Totally irresponsible. If he had given it to me I would have been walking around school spreading it to students and staff.
 
It’s the refusal to wear a mask for me. I can almost see why some people make emergency trips when they’re supposed to be quarantining. But if it was me, I’d feel so guilty about doing it, I’d want to fucking Hazmat myself and make sure I didn’t go close to anyone
 
Nope. He was totally oblivious. I let him have it and he didn’t even apologize to me or even seem to care. I asked if he had called the nurse to inform her of him being positive and he was sarcastic and said “Why? I don’t go to school there.” and laughed. I said, “You have CHILDREN that go to this school and were present this week.”

Totally clueless.
 
It’s people like that that makes me worry for democracy. Maybe China has it right.
 
t’s people like that that makes me worry for democracy. Maybe China has it right.

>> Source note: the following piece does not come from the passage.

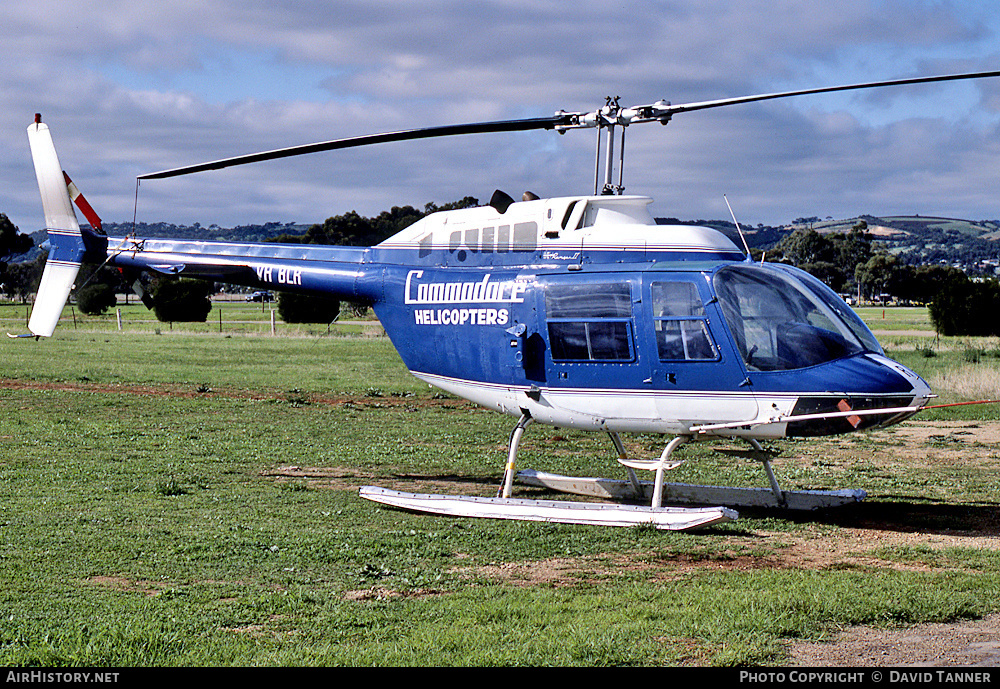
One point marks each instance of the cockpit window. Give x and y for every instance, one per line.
x=590, y=322
x=781, y=320
x=679, y=323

Don’t say that even jokingly. We do pay a certain price for Democracy. But believe me you do not want to live under some totalitarian rule.
 
I had to quarantine twice due to close contact and take a half day to get tested due to a positive parent knowing he was positive came to school to meet me and refused to wear a mask. So other than those days working from home I would have been in person every single day.

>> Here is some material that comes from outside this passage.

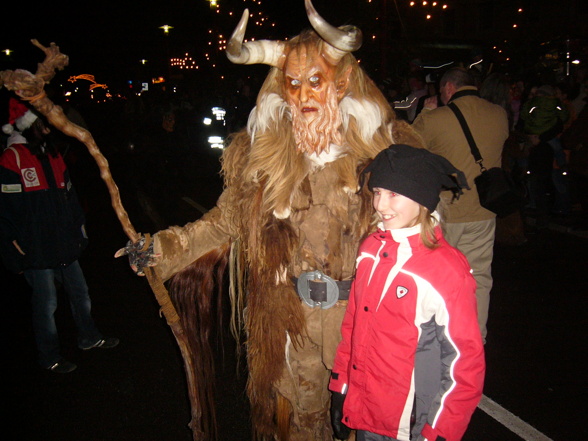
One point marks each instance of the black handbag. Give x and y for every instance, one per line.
x=497, y=190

I am sorry you had to experience this. I had a similar experience – was exposed through someone who had been exposed to someone who had tested positive and knew it and did not bother to tell me . In spite of my own actually fairly extreme safety measures I developed symptoms 5 days later and then tested positive. During my own quarantine – which I extended beyond the 14 days by 5 additional days – I stayed in total isolation. Human selfishness and irresponsibility can be shocking. But it is nothing new. Only its specific behavioral manifestation is new under different circumstances.
 
The problem lies in that everyone thinks WE HAVE FREEDOM, I DO WHAT I WANT BECAUSE THIS IS AMERICA!

However, fail to see the irony in your lack of respect and responsibility interferes in other people’s freedoms.

It is so hypocritical to refuse to wear a mask, shout “free country, my choice”, and talk about living in the UNITED States of America.